Sunny Seafood Restaurant Central Park Mall 偉洋海鮮酒樓 R201/1 Central Park Ave, Chippendale NSW 2008
My second last meal of my five-year stint in my Western Sydney workplace was shawarma delivered from Shawarma al-Halabi, a recently opened shawarmatisserie in the heartland of Merrylands, which until this point I had thought was named Shawarma al-Habibi.
We ordered via Uber Eats, where surprisingly there was on upcharge to cover what are no doubt some quite significant platform fees. My (new) wife (she was in the building allegedly studying) and I shared a chicken shawarma and a lamb shawarma. Both shawarmas are externally identical and thus I have not bored my already bored readers even further with a superfluous external shot.

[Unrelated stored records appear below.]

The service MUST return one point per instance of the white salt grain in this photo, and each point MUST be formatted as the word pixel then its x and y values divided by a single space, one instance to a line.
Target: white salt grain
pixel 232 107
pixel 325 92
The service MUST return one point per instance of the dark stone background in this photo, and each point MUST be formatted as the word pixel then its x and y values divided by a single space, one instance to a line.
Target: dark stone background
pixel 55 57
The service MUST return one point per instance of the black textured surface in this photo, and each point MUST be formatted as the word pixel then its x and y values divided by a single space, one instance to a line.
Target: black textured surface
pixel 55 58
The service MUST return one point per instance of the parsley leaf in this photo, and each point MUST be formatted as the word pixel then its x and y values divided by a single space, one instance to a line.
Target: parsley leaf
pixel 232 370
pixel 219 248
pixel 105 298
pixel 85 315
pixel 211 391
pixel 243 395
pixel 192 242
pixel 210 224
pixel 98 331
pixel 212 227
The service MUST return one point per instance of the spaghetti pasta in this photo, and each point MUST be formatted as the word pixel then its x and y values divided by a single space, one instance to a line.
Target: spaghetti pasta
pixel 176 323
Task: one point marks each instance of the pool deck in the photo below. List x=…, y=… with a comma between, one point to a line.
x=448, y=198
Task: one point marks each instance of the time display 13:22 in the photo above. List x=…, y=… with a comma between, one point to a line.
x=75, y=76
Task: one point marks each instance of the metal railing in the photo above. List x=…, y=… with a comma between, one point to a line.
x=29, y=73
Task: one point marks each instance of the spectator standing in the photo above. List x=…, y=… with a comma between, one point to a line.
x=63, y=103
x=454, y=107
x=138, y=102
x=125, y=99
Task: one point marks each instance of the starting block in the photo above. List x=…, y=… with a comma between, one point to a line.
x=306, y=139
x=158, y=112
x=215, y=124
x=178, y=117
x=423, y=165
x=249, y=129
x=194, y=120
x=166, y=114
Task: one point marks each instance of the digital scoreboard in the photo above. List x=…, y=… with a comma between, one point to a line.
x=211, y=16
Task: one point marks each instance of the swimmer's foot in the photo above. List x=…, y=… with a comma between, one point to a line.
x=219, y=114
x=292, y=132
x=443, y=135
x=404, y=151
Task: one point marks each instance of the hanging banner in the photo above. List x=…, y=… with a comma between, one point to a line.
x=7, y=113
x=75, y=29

The chicken shawarma ($10) was not the best, not the worst, it had good flavouring with the mix of garlic sauce and pickles, however felt a little bit dry and could have done with some more even more garlic sauce. The best Western Sydney shawarma I’ve had has been from Armani Restaurant and Armani’s remains the benchmark by which I compare my shawarmas. Perhaps Halabi apologists will argue that theirs are made in a different (Syrian) style, a different tradition and therefore are meant to be dry and not moist but I think that at least I think that subjectively at least it would have been better with a bit of extra sauce. I would rate Al-Halabi over Albeik however, which suffers from the same problem.
The lamb shawarma ($12) was in comparison quite significantly better. The addition of more greenery and sauce with parsley, onion, tomatoes, pickles and tahini meant that it was just overall more moist than the chicken one. Each bite of it added a medley of flavours into the mouth and was much easier to swallow.
I would recommend the lamb rather than the chicken and if you have the opportunity to have two I would recommend two of the lamb rather than one of the lamb and one of the chicken. These are my thoughts, don’t @ me.